While most every medical device has evolved, healthcare worker uniforms are essentially the same as they were a century ago. Even the caring hands of the healthcare worker are properly washed or sanitized with relatively new technology because they come in frequent contact with patients and family members. The healthcare worker uniform is as mobile as the healthcare worker’s hands when it comes to patient to patient contact – so why rely on century old uniform technology? You don’t have to anymore!

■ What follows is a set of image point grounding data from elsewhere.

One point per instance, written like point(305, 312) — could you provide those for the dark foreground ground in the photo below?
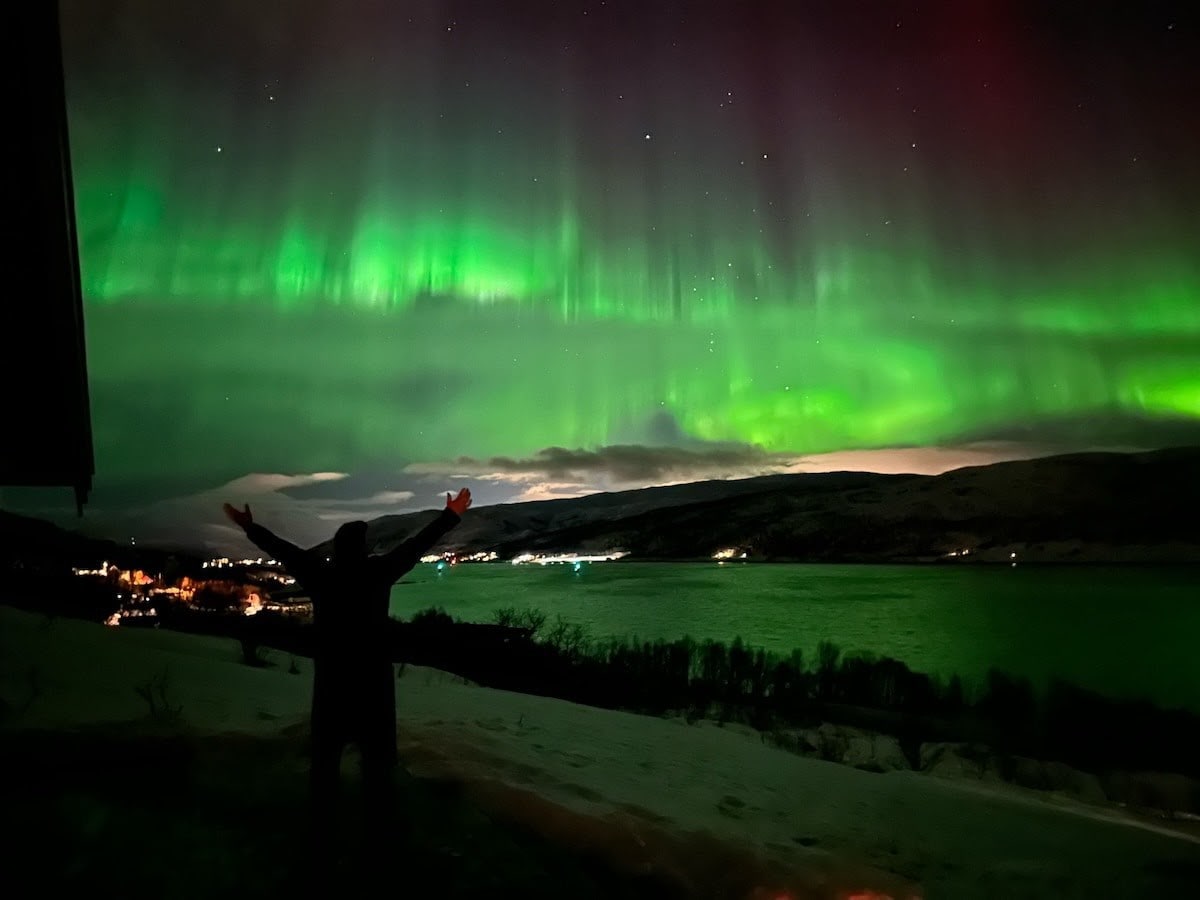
point(100, 814)
point(130, 813)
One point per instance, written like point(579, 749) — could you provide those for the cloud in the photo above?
point(623, 463)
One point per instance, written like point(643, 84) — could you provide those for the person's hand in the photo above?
point(460, 503)
point(240, 517)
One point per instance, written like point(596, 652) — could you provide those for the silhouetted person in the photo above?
point(354, 685)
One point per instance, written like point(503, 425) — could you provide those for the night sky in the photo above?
point(396, 240)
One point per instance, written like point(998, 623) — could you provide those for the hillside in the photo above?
point(1077, 508)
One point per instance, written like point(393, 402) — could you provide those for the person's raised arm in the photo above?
point(403, 557)
point(287, 552)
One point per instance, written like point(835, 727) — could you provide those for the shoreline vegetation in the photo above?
point(855, 708)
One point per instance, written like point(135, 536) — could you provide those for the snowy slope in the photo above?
point(653, 791)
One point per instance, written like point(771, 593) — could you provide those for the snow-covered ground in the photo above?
point(649, 791)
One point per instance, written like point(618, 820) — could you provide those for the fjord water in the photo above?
point(1131, 631)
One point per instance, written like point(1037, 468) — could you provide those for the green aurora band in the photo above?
point(441, 271)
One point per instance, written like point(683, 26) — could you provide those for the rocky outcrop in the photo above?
point(1055, 777)
point(846, 745)
point(960, 761)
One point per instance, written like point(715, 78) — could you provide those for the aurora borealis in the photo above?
point(333, 237)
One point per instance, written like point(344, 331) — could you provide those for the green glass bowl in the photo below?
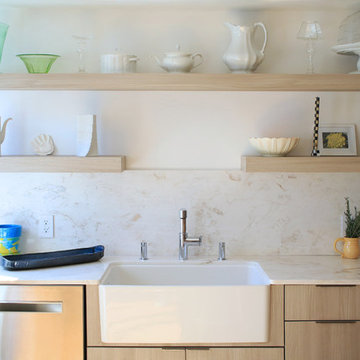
point(38, 63)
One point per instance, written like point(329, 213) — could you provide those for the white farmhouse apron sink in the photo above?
point(184, 303)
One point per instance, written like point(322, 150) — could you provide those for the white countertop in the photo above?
point(280, 270)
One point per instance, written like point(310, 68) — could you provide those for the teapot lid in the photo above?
point(177, 53)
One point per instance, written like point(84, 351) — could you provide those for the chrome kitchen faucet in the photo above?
point(184, 240)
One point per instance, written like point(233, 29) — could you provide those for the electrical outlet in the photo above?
point(46, 226)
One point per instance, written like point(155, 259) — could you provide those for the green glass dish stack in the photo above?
point(38, 63)
point(3, 31)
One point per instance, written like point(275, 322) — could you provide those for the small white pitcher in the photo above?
point(241, 55)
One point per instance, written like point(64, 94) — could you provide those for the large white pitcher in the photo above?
point(241, 55)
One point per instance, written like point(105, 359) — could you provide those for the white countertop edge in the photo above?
point(281, 270)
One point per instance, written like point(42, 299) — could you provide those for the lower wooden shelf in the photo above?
point(306, 164)
point(91, 164)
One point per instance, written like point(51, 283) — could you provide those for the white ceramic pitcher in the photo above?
point(241, 55)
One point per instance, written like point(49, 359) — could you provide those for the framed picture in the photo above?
point(337, 140)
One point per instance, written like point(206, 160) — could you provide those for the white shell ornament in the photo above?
point(43, 145)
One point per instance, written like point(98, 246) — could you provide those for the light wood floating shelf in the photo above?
point(75, 164)
point(301, 164)
point(181, 82)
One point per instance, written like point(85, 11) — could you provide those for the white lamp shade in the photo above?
point(309, 30)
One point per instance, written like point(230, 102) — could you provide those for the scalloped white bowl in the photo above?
point(274, 146)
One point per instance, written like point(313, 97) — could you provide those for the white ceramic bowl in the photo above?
point(274, 146)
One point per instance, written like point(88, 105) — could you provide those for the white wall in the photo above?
point(253, 213)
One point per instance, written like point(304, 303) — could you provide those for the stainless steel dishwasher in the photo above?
point(41, 322)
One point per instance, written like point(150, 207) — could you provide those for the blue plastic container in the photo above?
point(9, 239)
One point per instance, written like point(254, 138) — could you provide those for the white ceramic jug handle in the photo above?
point(193, 56)
point(265, 33)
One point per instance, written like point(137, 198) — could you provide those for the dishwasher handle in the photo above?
point(30, 306)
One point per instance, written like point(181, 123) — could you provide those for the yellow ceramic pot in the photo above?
point(351, 249)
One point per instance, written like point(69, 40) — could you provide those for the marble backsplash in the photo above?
point(255, 214)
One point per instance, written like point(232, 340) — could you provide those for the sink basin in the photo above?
point(184, 303)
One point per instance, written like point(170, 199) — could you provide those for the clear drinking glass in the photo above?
point(81, 42)
point(3, 31)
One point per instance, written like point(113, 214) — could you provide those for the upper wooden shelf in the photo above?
point(91, 164)
point(243, 4)
point(181, 82)
point(306, 164)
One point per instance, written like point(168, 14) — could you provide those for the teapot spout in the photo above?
point(3, 130)
point(230, 26)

Real-world, hospital wear experience and evaluation of the VESTEX product was published in a peer-reviewed journal2. In a prospective, crossover trial (Bearman) in which users alternated weekly between VESTEX fabric and standard fabric garments, 2,000 microbiological samples were evaluated from the apparel of 32 healthcare workers (HCWs) in an intensive care unit (ICU) comparing the VESTEX scrubs to the control scrubs over a 16-week period. Cultures were obtained weekly from the high touch areas (the abdominal and the leg cargo pocket) known from prior testing to be most highly contaminated areas of the scrubs, as well as from the HCW’s hands. The VESTEX scrubs demonstrated a statistically significant overall 4 to 7 mean log reduction of MRSA in the leg cargo and abdominal area pocket when compared to the control scrubs, in an actual hospital ICU setting. The study did not assess the impact of antimicrobial scrubs on hospital-acquired infection rates. The authors noted that the findings are difficult to generalize beyond the ICU environment and study population, and also note that the fabric was not tested to establish the ability of the apparel to reduce disease transmission. They concluded, however, that garments that contain demonstrated antimicrobial and fluid repellent characteristics, “when bundled with known infection prevention strategies such as hand hygiene, may limit the bacterial burden of the inanimate environment” and “may be a useful adjunct to other infection prevention measures.”

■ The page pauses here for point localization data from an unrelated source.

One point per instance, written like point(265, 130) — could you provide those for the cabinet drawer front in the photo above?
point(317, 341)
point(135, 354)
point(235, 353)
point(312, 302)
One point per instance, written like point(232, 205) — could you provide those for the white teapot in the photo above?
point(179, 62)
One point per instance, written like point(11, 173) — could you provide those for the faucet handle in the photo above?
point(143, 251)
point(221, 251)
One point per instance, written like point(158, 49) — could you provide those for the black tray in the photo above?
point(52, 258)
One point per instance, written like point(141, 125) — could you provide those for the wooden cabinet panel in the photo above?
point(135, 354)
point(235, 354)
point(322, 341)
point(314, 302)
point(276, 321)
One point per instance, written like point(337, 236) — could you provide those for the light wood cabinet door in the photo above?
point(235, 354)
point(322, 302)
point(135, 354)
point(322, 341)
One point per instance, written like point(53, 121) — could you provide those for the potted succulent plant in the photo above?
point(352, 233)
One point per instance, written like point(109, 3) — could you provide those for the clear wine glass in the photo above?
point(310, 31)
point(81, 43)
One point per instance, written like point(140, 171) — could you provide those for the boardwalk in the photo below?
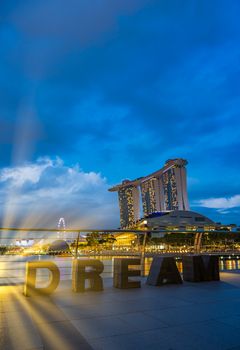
point(189, 316)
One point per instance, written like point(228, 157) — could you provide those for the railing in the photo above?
point(12, 267)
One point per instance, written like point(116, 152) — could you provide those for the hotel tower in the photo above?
point(163, 190)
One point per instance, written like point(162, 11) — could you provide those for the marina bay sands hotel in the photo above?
point(162, 191)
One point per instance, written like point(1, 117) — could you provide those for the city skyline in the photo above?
point(85, 102)
point(164, 190)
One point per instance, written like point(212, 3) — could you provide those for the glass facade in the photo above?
point(129, 206)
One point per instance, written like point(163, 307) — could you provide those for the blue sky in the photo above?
point(95, 92)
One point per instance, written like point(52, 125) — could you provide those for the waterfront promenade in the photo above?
point(189, 316)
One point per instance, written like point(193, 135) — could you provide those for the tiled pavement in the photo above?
point(189, 316)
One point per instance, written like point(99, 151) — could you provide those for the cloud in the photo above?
point(220, 203)
point(38, 193)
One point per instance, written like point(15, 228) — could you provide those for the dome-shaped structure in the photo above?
point(178, 218)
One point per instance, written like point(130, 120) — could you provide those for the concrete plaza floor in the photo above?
point(189, 316)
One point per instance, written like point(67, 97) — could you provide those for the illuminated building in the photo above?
point(150, 192)
point(128, 197)
point(161, 191)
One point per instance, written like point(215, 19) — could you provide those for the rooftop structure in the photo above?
point(163, 190)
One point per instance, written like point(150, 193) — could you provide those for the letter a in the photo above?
point(163, 271)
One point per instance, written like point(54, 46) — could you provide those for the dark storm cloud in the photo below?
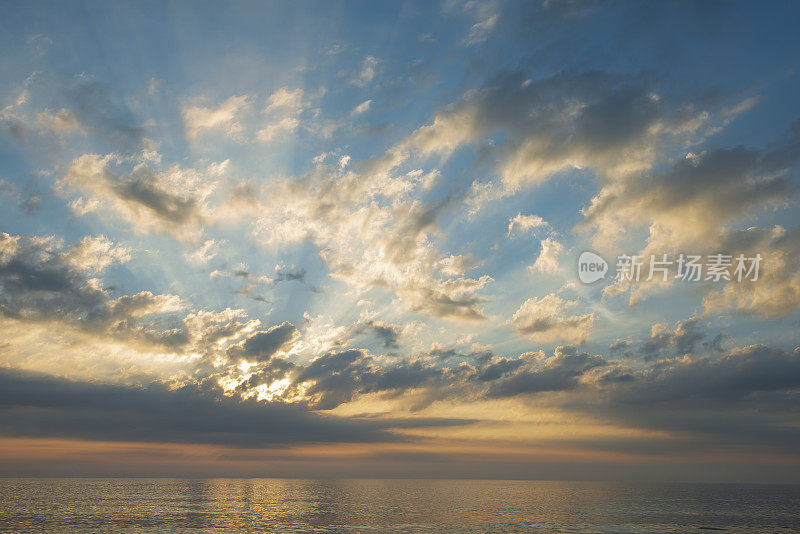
point(560, 372)
point(36, 282)
point(141, 190)
point(43, 406)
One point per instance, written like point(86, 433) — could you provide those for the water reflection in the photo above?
point(397, 506)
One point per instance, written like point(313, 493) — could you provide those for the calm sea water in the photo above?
point(389, 506)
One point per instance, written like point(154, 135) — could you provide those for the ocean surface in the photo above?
point(389, 506)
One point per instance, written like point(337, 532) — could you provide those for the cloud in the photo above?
point(776, 292)
point(547, 262)
point(172, 201)
point(367, 72)
point(535, 373)
point(200, 119)
point(689, 204)
point(36, 405)
point(545, 320)
point(206, 252)
point(262, 345)
point(609, 123)
point(525, 223)
point(95, 254)
point(373, 231)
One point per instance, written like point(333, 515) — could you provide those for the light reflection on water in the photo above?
point(389, 506)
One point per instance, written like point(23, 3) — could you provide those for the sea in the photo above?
point(89, 505)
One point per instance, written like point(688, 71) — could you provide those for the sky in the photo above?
point(330, 239)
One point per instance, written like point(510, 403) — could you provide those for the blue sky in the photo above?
point(372, 212)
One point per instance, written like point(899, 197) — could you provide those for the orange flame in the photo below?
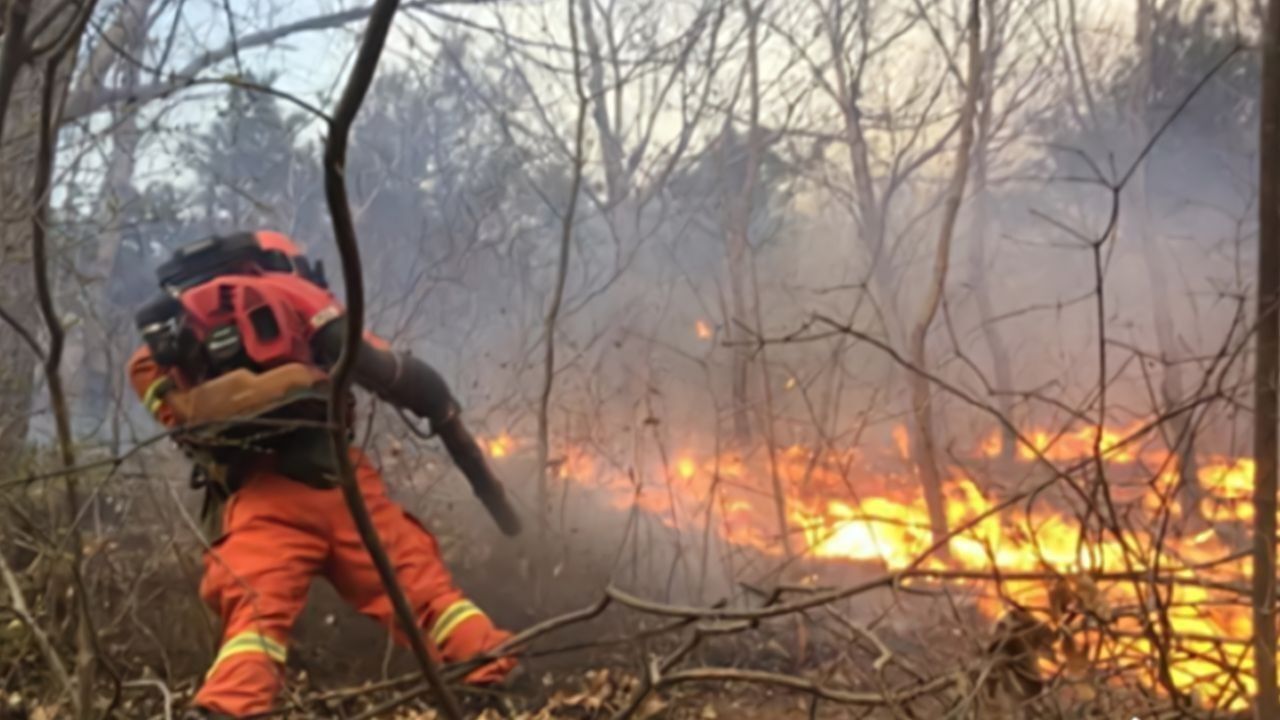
point(860, 505)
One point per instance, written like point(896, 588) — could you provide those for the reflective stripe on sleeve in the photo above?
point(453, 615)
point(152, 397)
point(248, 641)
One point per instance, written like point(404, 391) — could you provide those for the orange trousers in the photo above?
point(278, 534)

The performance of the VESTEX Active Barrier fabric was further demonstrated directly with peer-reviewed published in vitro data showing statistically significant reduction of levels of MRSA on the fabric compared to control fabrics3. The results of these in vitro assays strongly correlate with the real-world conditions examined by Bearman. The fabric challenge assays involved modes of inoculation that mimic “real world” exposures that textiles might face in the healthcare environment, but with established quantities of known challenge organisms. These in vitro studies, showed consistent and reproducible reductions of MRSA challenge microorganisms on the VESTEX fabric under the conditions of the test. Although more study is needed, the authors of the in vitro study conclude that Bearman’s findings in the clinical setting of an intensive care unit validate their findings.